Who are you, my faithful companion? Hawklan thought. To save your life I struck a first blow and pinioned an Uhriel.
His eyes drifted around the room. It was elegant and beautiful, though the carvings and pictures that decorated it were simpler than in most of the rooms and halls of the Castle. Andawyr’s small torch and the glow of the radiant stones threw jagged shadows of the stacks of books on to the walls, to form a further dark mountain range beyond that which the books and documents themselves formed.
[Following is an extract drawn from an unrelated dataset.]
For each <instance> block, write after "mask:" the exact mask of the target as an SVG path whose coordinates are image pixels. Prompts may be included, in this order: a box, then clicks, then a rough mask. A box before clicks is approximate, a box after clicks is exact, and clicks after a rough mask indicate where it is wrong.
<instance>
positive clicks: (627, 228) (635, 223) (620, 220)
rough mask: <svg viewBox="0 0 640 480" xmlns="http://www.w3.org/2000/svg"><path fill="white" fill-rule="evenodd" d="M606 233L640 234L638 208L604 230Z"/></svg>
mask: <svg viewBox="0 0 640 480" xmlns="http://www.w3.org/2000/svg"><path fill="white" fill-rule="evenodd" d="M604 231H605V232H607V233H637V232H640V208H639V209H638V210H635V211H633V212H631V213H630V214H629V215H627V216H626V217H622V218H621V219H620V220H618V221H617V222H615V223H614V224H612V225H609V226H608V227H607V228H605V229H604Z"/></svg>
It came to him that he had lied. He was different. He was more whole, more sure in his balance in some subtle way. That most of his earlier life was gone from him pained him no more than the sight of some old, long healed wound. As Andawyr had said, he was armed with the blessings of the understanding and experience that that life had given him, and to these were added all the richness of the last twenty years among the Orthlundyn. Such memories as he did have were like flowers rising up from the dark rich earth that held and nurtured their roots. Even the vivid memories of his final terrible moments held no crippling sadness. If anything they would be a spur to his future actions.
Abruptly, his euphoria evaporated as Andawyr’s earlier remark returned to him with chilling clarity. ‘Our position may be more grave than I feared.’
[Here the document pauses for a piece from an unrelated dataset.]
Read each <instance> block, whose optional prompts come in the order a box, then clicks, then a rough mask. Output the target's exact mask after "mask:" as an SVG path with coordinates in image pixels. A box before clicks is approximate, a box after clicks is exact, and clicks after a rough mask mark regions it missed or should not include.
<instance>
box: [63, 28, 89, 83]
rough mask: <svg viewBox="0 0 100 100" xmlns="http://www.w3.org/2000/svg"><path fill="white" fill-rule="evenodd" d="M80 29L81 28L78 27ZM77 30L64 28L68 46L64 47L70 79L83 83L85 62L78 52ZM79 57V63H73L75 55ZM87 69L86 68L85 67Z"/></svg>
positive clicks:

‘If I’m not Ethriss,’ he said quietly. ‘Then who is? And where is he?’ He leaned forward urgently. ‘And if he can’t be found, then who in the end will oppose Sumeral Himself?’
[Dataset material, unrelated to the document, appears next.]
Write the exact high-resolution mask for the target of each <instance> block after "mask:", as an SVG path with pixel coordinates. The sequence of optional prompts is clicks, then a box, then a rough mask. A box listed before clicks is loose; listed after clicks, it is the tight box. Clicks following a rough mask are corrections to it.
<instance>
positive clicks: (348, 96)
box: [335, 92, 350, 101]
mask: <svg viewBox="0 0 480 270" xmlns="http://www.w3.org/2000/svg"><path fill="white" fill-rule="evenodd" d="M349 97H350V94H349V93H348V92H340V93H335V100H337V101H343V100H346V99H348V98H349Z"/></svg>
His words hung ominously in the silence.
‘We’ve no answers, Hawklan,’ Andawyr said. ‘Only questions.’
Hawklan did not respond but, after a moment, stretched out his legs and then stood up. ‘I came here to talk about what we should do next,’ he said. ‘Now I know.’
Chapter 7
The sound of Eldric’s own footsteps echoed behind him as he strode purposefully along the corridor. With so many conflicting memories around him he still felt slightly ill at ease in the Palace. There were distant and deep memories of happy, reliable times when his father had been alive and when Rgoric’s father had reigned, and he, Eldric, had been a young trooper on Palace secondment facing a future that was as true and straight as the past. Then came the memories of the double blows of the King’s early death and the Morlider War to be followed by the creeping lethargy and uncertainty that had grown relentlessly through the years of Rgoric’s cruelly blighted reign. And finally and most vividly, the memories of the terrors and triumphs of the last months, with his imprisonment and rescue, the miraculous recovery and brutal slaying of Rgoric, the exposing and routing of Oklar and, dominating all, the gradual realization of the true nature of what had come to pass in Narsindal.